Essere antifascista è una lotta giornaliera, una scelta personale, oltre che sociale e culturale contro la discriminazione di genere o di qualsiasi altra forma che provoca uno stato di sottomissione a un potere superiore.
Ci sono nomi autorevoli di grandi donne che hanno lottato per noi e che ce lo ricordano ogni istante della nostra vita, se esiste ancora una memoria storica. Insieme, seppur appartenenti a schieramenti politichi opposti, hanno definito cosa significa democrazia, al pari di grandi uomini, Tina Anselmi, Nilde Jotti per ricordarne le più note.
E proprio Nilde Jotti ci lasciò questo pensiero su cui noi tutti, uomini e donne dovremo riflettere per comprendere cosa significa politica, soprattutto oggi, dinanzi alla situazione che stiamo vivendo nel nostro paese:
“Dobbiamo far entrare nella politica l’esperienza quotidiana della vita, le piccole cose dell’esistenza, costringendo tutti – uomini politici, ministri, economisti, amministratori locali – a fare finalmente i conti con la vita concreta delle donne.”
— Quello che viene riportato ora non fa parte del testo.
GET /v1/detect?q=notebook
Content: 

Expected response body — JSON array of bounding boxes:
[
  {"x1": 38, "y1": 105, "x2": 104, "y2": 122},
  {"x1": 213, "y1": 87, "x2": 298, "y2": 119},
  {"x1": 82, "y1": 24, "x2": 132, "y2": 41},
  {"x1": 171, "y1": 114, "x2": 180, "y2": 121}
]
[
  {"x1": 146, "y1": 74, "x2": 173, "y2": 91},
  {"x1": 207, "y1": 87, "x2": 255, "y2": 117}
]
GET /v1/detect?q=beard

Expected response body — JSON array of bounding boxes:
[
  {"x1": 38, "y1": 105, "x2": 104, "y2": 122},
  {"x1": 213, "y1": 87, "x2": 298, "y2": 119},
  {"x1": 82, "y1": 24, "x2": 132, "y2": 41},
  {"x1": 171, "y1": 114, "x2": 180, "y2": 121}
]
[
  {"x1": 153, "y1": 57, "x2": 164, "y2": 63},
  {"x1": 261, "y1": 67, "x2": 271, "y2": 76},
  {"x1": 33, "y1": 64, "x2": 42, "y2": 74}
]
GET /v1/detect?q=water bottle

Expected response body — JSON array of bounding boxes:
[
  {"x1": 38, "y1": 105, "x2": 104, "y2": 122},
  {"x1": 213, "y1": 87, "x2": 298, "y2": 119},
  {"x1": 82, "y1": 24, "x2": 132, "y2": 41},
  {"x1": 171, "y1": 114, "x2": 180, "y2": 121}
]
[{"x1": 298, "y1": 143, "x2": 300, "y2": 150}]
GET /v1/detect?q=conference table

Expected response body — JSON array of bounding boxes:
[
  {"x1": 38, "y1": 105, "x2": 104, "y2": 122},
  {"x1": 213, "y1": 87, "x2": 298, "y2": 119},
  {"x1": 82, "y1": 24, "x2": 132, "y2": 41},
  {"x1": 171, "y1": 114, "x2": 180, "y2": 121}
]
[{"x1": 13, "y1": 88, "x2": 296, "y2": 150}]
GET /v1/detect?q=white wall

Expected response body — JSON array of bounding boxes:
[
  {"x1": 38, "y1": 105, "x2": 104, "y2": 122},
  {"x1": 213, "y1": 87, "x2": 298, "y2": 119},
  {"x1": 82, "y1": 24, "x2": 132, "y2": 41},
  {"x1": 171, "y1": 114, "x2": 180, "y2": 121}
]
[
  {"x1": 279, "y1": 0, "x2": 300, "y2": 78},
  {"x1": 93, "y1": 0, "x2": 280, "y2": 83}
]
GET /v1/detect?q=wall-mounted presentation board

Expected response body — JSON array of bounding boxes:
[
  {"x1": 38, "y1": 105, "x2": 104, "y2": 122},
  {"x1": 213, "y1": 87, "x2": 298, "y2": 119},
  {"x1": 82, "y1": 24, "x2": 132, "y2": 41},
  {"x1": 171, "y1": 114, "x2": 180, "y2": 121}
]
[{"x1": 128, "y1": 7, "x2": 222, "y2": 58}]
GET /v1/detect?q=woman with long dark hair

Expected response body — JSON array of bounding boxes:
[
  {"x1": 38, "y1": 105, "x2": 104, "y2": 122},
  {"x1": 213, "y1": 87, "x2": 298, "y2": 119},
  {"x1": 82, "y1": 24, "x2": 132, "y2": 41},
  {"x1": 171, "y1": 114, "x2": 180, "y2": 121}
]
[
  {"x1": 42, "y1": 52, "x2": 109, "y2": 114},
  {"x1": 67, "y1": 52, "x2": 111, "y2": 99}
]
La vita concreta di noi donne riguarda lo Stato e riguarda tutti noi, se desideriamo sul serio che il nostro paese prosperi, se non dobbiamo sempre ogni giorno vivere la frustrazione di non sentirci sostenute nelle scelte fondamentali senza condizionamenti esterni o sensi di colpa imposti. Essere madri o non-madri non ci determina nel valore di chi siamo, essere professioniste o casalinghe non ci pone su piani diversi valoriali, ma è solo la consapevolezza del nostro talento e la visione chiara di chi desideriamo essere in piena libertà che ci rende persone realizzate.
Questo è il senso personale per me nel ricordare la Ricorrenza del 25 Aprile, senza abbracciare alcun schieramento, che sia di destra o di sinistra, la storia non lo impone.
Scelgo e dichiaro di essere antifascista alla luce dell’eredità di chi ha rischiato la vita o l’ha persa perché possa io oggi essere una donna libera sempre, partigiana per tutte coloro che non hanno la possibilità di farcela da sole o per dar voce a chi voce non ha, oppresse, violentate e uccise ancora oggi.